Either way, an embryo that hasn’t been implanted doesn’t really represent a new person, as it only has about a 45% potential of becoming life. I realize not everyone will buy that leap, but what does it say of personhood if basic biology leads to the death of some 55% of persons before they’re even born? And shouldn’t we recognize the true origin of the idea that life begins at conception as an equally arbitrary and fundamentally religious one? It used to be that the Catholics believed ensoulment occurred with the “quickening“. Not the quickening from Highlander, it’s when the baby starts moving in the womb – another arbitrary marker. Ahy should conception be any more wise and wonderful than the quickening which served for so many centuries? And is it appropriate to base the ethical policy of a science like stem cells on the dogma of a religion? Since life does not “begin”, nor does life being new justify personhood (tumor rights anyone?), what else is left?

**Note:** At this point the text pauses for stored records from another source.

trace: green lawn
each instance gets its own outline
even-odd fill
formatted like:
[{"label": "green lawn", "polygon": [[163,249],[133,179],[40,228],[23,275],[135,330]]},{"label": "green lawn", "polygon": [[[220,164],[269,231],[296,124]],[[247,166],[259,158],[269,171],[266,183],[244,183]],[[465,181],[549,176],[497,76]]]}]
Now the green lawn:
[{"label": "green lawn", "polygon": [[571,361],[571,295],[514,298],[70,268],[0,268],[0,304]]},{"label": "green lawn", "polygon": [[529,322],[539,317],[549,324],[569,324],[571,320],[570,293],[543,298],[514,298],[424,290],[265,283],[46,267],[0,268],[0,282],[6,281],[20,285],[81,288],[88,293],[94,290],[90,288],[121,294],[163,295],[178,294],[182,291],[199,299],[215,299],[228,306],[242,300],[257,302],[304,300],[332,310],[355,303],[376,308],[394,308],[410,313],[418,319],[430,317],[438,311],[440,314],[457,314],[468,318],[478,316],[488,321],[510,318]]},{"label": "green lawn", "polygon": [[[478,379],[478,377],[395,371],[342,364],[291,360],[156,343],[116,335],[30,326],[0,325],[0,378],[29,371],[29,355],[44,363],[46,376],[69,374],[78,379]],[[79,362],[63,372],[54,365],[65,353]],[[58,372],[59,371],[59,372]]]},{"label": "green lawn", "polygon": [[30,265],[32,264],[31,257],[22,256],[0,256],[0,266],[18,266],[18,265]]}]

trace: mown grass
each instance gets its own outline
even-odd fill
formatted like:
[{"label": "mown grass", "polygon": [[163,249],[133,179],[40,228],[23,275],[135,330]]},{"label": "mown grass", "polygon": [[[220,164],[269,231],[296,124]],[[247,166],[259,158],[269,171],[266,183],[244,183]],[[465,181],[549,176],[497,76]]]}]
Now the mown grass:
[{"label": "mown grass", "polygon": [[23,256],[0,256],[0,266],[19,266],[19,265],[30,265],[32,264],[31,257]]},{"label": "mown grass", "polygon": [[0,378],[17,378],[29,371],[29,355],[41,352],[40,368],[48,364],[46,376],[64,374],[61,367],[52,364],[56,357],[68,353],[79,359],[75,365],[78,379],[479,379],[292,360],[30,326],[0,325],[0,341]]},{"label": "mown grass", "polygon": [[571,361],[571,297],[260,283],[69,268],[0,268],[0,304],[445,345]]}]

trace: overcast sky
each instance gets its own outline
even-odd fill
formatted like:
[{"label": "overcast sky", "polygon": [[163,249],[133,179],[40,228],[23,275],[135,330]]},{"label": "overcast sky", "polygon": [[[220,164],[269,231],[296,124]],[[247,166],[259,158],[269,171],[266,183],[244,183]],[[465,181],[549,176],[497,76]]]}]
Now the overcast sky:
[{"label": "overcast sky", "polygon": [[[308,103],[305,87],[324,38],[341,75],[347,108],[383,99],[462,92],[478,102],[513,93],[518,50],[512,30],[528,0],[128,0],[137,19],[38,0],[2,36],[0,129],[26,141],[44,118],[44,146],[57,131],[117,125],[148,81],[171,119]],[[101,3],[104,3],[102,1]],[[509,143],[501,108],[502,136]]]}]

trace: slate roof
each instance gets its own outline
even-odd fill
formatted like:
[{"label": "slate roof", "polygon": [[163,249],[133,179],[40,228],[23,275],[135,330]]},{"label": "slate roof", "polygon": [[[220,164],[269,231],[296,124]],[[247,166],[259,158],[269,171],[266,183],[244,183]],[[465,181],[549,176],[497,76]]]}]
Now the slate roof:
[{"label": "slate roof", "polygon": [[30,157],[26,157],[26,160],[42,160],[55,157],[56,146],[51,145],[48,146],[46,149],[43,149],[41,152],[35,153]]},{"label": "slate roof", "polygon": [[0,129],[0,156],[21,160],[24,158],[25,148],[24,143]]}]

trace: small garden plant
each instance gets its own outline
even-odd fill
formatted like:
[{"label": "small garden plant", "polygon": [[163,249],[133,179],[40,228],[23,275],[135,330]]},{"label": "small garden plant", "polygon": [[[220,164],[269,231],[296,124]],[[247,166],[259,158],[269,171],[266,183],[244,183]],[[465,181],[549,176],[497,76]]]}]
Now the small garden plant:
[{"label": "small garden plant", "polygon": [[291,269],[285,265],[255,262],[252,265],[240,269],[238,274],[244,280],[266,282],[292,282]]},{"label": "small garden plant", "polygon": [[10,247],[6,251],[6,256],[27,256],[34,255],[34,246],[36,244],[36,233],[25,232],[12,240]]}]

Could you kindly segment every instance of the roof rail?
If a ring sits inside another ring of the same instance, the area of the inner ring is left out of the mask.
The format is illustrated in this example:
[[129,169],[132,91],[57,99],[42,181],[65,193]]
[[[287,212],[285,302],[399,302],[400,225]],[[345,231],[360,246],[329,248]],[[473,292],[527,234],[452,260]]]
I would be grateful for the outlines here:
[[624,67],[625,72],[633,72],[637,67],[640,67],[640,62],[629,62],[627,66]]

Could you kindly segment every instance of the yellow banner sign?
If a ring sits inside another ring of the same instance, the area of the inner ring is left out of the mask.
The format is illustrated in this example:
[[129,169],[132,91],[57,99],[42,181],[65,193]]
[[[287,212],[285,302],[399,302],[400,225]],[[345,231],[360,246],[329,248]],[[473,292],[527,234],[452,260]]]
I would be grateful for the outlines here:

I would argue that fertilized unimplanted embryos do not deserve personhood status, or any other rights, simply because they are “new” life or potential life, or because the dogma of one religion changed from quickening to conception a couple hundred years ago. I believe that the opponents of embryonic stem cell research have failed to make a legitimate, non-dogmatic argument for the personhood or rights of a pre-implantation embryo, that justify its rights beyond that of an egg, or a sperm or a tumor. Personhood should mean more than “potential”. It’s more than just a beating heart. It’s a brain, thinking, feelings, all those things that make us human and not just instinct-driven machines. It’s why brain death is considered an end of life, even though the heart is still beating – remember all organs come from “living” cadavers.

There is more to life than just the presence of living tissue, or a beating heart and I believe a ball of cells isn’t a person. If you ask me it’s a lot more “yucky” for some theologian, or priest, or conservative bioethicist to say that a ball of cells has even a fraction of the value of a life like mine. Does it strike anyone else as being morally repugnant to make such a comparison? Doesn’t it seem even more disrespectful of the value of human life to reduce humanness to something as base as merely having living cells? Or potential? Or newness?

Saletan may not have been able to find progressives at this conference that were willing to debate this without discussing the political advantage or the utility of the science, but that doesn’t mean they don’t exist.